The off-screen crew (which contains quite a number of new names) provides wonderful support to Sasi Kumar. Cinematographer Kadhir with his effective usage of natural lighting for most of the movie is largely responsible for bringing the 1980s world to life before our eyes. Some newcomers in the form of costume designer K. Natarajan and Art Director B. Rembon are also critical in preserving the overall 80s feel of the movie and are certainly ones to watch out for in the future. Debutante music director James Vasanthan delivers one of the best melodies of recent times in Kangal Irandaal… and the picturization on Jai and Swathi with scenes accompanying the lyrics does not disappoint. Kadhal Siluvayil… contains some good lyrics toying with one’s belief in love and plays right after Jai has been imprisoned. The background score is responsible for elevating the effectiveness of the scene during many places.
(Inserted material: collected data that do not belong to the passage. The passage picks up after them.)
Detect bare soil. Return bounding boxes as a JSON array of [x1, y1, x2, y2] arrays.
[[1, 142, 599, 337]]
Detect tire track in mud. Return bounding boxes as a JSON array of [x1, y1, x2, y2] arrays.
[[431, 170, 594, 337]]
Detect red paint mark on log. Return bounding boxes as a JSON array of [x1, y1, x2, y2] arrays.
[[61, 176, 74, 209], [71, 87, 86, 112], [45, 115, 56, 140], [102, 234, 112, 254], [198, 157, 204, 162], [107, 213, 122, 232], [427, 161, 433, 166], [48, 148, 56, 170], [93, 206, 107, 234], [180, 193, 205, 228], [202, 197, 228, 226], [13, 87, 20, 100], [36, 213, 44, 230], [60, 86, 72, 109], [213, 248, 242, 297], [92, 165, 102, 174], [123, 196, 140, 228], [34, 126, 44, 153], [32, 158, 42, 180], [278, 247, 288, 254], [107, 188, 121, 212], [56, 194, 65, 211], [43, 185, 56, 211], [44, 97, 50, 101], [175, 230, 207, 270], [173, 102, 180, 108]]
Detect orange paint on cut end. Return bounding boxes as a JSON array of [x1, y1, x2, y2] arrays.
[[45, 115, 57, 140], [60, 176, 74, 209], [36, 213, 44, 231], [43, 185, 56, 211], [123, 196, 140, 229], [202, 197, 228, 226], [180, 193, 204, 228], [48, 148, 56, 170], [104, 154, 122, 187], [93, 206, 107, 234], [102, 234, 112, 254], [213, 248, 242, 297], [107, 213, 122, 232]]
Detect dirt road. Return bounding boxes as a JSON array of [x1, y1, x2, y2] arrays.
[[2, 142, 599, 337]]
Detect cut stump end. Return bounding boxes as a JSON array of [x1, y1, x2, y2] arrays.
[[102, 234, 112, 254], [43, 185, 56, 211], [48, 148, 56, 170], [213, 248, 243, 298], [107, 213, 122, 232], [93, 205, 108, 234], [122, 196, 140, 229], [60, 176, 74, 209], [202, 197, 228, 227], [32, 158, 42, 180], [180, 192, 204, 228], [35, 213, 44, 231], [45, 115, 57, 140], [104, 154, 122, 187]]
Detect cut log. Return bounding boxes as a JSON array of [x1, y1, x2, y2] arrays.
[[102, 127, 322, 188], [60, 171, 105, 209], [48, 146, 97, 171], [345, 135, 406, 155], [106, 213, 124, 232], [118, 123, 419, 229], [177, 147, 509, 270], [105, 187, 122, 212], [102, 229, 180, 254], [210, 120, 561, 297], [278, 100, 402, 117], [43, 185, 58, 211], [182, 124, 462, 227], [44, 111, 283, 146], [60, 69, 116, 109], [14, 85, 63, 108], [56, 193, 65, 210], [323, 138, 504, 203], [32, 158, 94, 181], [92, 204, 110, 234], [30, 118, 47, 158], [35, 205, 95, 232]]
In this present day where almost every movie that releases contains some well-known Tamil cinema cliché, it is surprising to note that this film almost contains none and is probably the better for it. With its unflinching portrayal of violence, wonderfully realized characters, strong lead performances and great support from the entire crew, Subramaniapuram is the best movie of the year so far and is worth a watch for anyone who likes entertaining and engrossing cinema.